I would show up any day those sweet baked goods are available. Teddy knows it and we both benefit from our unspoken deal: I stroke Teddy’s ego with my young-ish female company, and he holds cookies (chocolate chip, not oatmeal raisin) and muffins (blueberry, not chocolate chip), fresh and warm, behind the counter for me. Until the morning I arrived and there were no sweets.

“We sold out, honey,” Teddy shrugged.

Even for me? I thought.

I let it slide without a fuss that one time. Three times is different.

I was sugar- and sleep-deprived one early morning as I arrived at Pecoraro’s. A group of the edgy hipster types new to the neighborhood walked out past me, each with a bag.

“Oh honey, you just missed out,” Teddy said when I entered.

“You didn’t save me any?” I asked, trying to control the quiver in my voice and the urge to lunge over the counter at Teddy.

“Well, there’s one muffin…” he began.

“But it’s chocolate chip!” I cried.

“Okay, okay, look, some cookies…”

“I don’t like oatmeal! And they’re broken!!”

“Honey, that’s all we got.”

I thought I would cry. Didn’t Teddy understand we had an understanding? The disappointment and desperation on my face moved him. What he said next stunned me.

“Honey, you should follow us on Twitter.”

“Excuse me?”

“You know, Twitter? We tweet as soon as the cookies and muffins come outta the oven.”

I saw the future at that moment, and it was filled with skinny-jeans wearing-twits eating my goodies.


“I’ll never get cookies or muffins again because my phone is too dumb to get tweets!” I wailed to my husband B when I returned home.

“Uh, and you tawt you taw a puddy tat?” he replied from behind the sports section.

“Aargh, I’m SEER. REE. US!” I said with the intensity of an addict.
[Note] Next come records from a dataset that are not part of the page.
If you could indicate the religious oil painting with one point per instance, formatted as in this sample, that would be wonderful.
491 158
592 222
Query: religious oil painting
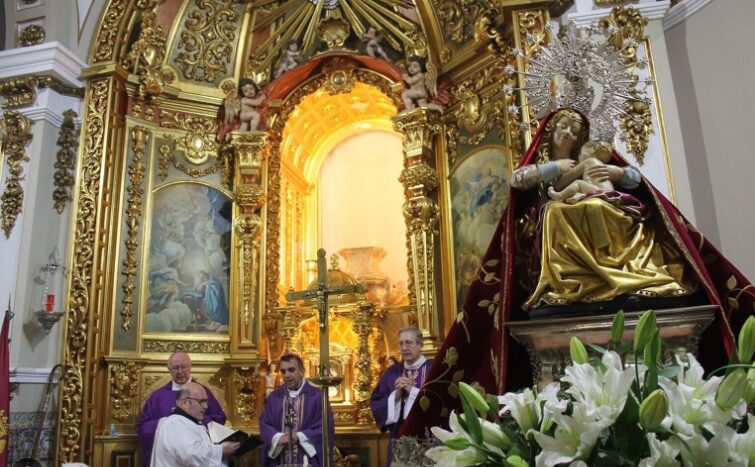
189 260
479 193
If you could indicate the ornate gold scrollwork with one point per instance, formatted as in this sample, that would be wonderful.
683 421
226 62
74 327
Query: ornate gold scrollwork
19 92
480 107
419 128
334 31
104 44
456 17
249 196
31 35
147 54
363 380
169 346
419 175
246 381
124 382
629 32
65 162
198 144
248 148
339 75
15 130
206 40
83 273
247 228
136 173
421 214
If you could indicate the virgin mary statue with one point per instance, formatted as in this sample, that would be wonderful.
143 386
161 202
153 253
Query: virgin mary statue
610 249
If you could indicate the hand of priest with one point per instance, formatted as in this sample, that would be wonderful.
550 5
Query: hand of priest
283 441
229 447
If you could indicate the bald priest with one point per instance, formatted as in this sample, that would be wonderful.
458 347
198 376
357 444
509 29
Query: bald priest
162 403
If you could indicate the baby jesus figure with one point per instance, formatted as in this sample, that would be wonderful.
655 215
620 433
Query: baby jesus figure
593 153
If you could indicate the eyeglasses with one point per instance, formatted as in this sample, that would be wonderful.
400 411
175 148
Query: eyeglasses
199 401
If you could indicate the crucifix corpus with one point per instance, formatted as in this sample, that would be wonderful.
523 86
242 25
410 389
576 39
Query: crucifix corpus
324 379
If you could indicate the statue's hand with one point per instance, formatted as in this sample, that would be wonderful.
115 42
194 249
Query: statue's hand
604 173
564 165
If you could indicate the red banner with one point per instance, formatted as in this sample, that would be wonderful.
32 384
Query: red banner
4 389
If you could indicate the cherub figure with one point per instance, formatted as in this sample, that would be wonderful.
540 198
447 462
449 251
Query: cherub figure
241 109
593 153
289 58
422 80
373 39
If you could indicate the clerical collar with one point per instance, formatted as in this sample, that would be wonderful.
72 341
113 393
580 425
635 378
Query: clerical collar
175 386
413 366
293 393
181 412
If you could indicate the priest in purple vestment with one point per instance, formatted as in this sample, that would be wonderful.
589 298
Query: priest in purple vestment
291 424
162 402
397 389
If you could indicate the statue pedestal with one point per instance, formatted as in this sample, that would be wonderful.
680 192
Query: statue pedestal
547 340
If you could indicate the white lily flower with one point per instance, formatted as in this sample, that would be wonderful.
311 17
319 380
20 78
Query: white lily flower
716 451
574 438
662 454
603 391
523 407
447 457
744 443
692 401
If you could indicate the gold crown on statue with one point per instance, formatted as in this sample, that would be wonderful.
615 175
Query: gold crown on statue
582 70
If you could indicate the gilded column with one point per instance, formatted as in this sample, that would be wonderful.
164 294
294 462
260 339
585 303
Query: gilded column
363 383
419 127
248 150
84 315
15 134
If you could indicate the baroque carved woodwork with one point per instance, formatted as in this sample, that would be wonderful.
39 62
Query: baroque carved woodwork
65 162
15 132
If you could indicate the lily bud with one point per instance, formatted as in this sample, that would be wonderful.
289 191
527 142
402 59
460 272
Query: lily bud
645 330
577 350
732 389
493 435
750 386
617 327
746 341
516 461
457 443
473 397
653 410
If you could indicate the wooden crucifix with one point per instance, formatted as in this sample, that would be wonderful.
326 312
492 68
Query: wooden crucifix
324 379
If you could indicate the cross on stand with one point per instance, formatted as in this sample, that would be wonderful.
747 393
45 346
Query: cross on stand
324 379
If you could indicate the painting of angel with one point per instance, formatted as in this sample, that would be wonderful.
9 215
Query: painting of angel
189 260
479 193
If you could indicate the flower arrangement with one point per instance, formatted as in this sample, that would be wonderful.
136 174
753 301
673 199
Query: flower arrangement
620 407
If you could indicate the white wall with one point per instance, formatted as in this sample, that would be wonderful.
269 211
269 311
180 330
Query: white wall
713 68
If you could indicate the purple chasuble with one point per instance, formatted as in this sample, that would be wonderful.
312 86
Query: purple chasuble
306 411
386 385
161 404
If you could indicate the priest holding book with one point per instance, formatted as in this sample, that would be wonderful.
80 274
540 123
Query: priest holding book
291 423
182 440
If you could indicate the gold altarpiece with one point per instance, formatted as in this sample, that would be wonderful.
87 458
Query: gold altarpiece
158 74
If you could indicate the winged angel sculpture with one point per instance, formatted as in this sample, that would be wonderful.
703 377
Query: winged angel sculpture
422 78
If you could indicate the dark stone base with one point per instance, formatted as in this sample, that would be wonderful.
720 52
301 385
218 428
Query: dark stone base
627 303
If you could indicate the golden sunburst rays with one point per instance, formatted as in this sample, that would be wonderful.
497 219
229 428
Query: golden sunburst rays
277 23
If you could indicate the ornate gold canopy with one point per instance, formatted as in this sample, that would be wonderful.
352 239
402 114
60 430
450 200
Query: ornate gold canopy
158 73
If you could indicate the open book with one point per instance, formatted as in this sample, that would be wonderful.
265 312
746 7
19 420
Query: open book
219 434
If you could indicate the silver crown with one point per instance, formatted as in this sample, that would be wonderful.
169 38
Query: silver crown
587 73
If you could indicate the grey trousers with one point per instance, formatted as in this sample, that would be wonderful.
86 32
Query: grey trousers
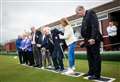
37 55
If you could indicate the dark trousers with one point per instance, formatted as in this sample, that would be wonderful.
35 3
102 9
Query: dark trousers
113 41
25 57
94 59
57 58
20 55
37 56
46 57
30 58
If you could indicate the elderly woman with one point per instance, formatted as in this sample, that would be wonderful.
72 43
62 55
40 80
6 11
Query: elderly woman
70 40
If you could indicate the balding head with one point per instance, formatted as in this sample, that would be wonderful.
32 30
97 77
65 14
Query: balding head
33 29
46 30
80 10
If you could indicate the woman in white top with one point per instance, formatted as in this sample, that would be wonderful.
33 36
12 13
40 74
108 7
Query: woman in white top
70 40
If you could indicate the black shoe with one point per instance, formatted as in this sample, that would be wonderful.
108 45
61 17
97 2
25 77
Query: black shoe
85 75
36 66
94 78
62 69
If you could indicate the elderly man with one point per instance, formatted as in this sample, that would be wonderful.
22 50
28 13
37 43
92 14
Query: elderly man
92 37
18 45
36 43
57 53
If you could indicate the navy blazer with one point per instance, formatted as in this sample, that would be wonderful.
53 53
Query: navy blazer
90 26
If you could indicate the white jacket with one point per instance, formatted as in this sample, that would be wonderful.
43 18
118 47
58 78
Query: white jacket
69 35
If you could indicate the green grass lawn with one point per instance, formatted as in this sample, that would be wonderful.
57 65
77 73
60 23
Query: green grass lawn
11 71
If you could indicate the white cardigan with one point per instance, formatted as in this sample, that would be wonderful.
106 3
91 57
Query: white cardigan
69 35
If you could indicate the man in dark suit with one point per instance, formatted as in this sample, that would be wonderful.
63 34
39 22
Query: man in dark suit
92 37
36 43
18 45
57 53
46 56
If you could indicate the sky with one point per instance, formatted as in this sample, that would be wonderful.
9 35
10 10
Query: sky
20 15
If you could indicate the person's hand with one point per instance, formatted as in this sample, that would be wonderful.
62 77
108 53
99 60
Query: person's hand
38 45
91 41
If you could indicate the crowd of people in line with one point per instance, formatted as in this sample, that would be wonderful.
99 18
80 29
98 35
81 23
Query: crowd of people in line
44 47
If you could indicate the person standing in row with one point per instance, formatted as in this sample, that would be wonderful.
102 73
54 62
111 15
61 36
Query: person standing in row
92 37
46 56
57 53
36 43
18 45
112 33
70 40
23 48
28 48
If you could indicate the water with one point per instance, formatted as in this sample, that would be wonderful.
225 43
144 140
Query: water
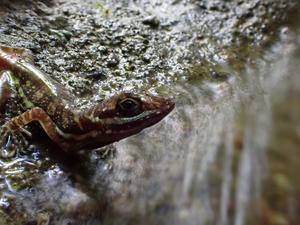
223 157
227 155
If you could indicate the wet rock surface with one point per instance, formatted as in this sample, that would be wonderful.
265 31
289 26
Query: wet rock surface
96 48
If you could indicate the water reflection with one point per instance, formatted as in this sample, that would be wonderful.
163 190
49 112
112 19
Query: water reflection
227 155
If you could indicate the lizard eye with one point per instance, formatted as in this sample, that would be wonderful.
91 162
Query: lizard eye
129 107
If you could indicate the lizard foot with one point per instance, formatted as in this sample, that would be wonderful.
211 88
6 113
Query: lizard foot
12 142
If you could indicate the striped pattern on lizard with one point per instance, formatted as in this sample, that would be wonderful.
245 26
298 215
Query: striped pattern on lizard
47 102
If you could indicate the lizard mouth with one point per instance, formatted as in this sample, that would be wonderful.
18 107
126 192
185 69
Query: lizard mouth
150 118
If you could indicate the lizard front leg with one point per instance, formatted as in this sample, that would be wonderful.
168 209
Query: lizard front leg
35 114
6 87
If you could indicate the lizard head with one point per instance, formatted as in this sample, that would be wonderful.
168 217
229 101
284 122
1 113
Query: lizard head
128 113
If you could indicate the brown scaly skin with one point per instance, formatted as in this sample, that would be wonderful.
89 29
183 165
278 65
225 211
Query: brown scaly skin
48 103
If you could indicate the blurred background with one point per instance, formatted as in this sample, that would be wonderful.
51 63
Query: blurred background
227 155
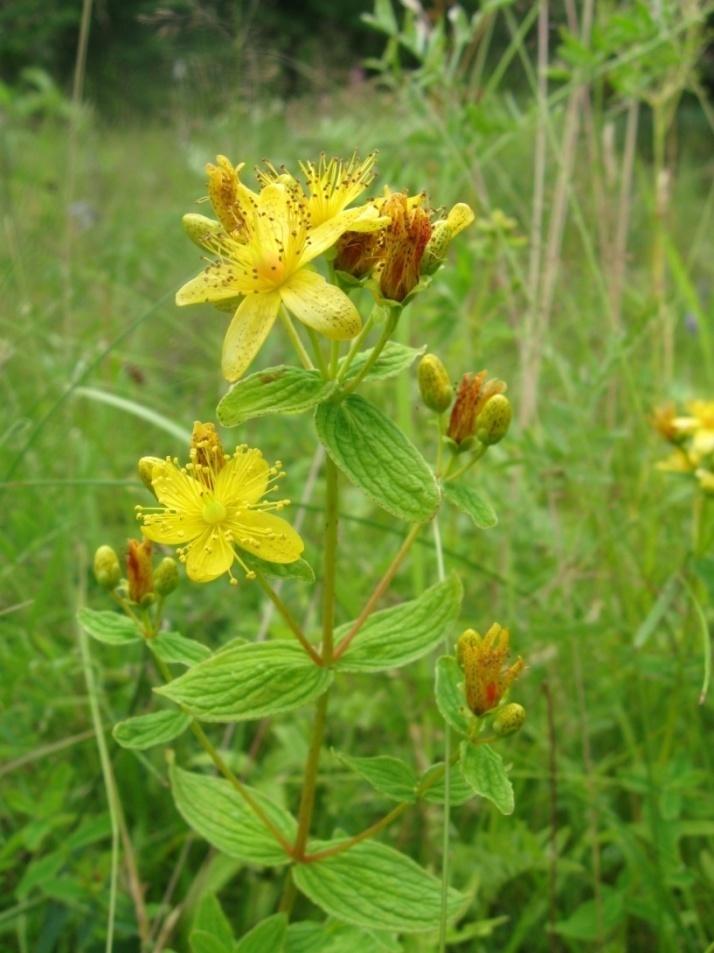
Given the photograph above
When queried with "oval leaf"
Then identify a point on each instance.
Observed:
(248, 681)
(394, 359)
(449, 695)
(394, 637)
(472, 503)
(375, 455)
(389, 776)
(268, 935)
(108, 627)
(374, 886)
(145, 731)
(172, 647)
(483, 769)
(276, 390)
(215, 810)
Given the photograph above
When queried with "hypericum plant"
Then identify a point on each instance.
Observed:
(219, 510)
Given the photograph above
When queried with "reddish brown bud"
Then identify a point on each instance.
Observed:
(474, 390)
(405, 239)
(138, 569)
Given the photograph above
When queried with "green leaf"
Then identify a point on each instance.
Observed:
(300, 569)
(375, 455)
(471, 502)
(267, 936)
(449, 694)
(394, 359)
(215, 810)
(204, 942)
(145, 731)
(459, 791)
(374, 886)
(394, 637)
(249, 681)
(483, 768)
(211, 919)
(172, 647)
(276, 390)
(389, 776)
(108, 627)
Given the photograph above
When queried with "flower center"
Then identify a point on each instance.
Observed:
(213, 511)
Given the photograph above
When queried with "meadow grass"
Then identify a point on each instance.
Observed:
(611, 841)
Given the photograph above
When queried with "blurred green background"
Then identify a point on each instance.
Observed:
(589, 127)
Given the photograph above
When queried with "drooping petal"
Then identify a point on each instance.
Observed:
(364, 219)
(175, 488)
(244, 478)
(320, 305)
(209, 556)
(250, 326)
(172, 529)
(215, 283)
(267, 536)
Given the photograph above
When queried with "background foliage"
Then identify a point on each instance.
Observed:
(594, 303)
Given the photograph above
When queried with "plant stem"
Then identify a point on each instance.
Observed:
(296, 342)
(307, 797)
(379, 590)
(389, 326)
(441, 575)
(220, 764)
(287, 616)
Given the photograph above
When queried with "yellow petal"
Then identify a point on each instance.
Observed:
(172, 529)
(244, 478)
(320, 305)
(176, 489)
(250, 326)
(209, 556)
(267, 536)
(215, 283)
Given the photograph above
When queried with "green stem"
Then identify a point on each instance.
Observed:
(287, 616)
(441, 573)
(379, 590)
(296, 342)
(223, 768)
(317, 350)
(389, 326)
(357, 343)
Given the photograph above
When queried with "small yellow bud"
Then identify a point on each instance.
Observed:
(106, 568)
(147, 469)
(166, 576)
(202, 231)
(509, 719)
(494, 420)
(434, 384)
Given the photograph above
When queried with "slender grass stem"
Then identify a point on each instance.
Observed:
(287, 617)
(379, 590)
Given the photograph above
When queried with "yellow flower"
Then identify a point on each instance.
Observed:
(214, 506)
(483, 662)
(263, 250)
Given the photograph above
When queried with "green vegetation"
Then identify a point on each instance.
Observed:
(585, 283)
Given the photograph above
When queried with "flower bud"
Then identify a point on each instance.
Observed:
(106, 568)
(138, 569)
(203, 231)
(166, 577)
(509, 719)
(494, 420)
(434, 384)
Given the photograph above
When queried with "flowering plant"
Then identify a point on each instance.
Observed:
(219, 511)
I explained how Teddy had broken our deal and my heart, and tweeting 20-somethings were enjoying my treats.

“But no one cares about an uncool 40-year-old grad student,” I continued in the spotlight of my melodrama. “I might as well eat apple sauce while I sit by my silent rotary phone.”

“Wear a bib in case you dribble,” B replied.

I was possibly having a mid-life crisis or sugar withdrawal, and B was focused on the Mets. I was drenched in sweat and wondered if I needed hormones or cookies.

“Here’s an idea,” B said, and finally lowered the paper.


“How about you use your dumb phone to call your boyfriend Teddy in the mornings and ask him to reserve you some cookies and muffins when they’re done? You’ll know what you’ll get and what time to get there.”

A voice-to-voice exchange via telephone. Could the solution be that simple? It was brilliant.

“Well, maybe that could work,” I hesitated.

B rolled his eyes and raised the newspaper again.

As I’ve mentioned: I’m a writer. B is an attorney. We’re both stubborn. I want to have my cake and the last word, too.

I went online to get Pecoraro’s phone number. I wanted to call as soon as they opened at 7 am to reserve muffins (two blueberry) and cookies (a half-dozen mix of chocolate chip and B’s preferred oatmeal raisin).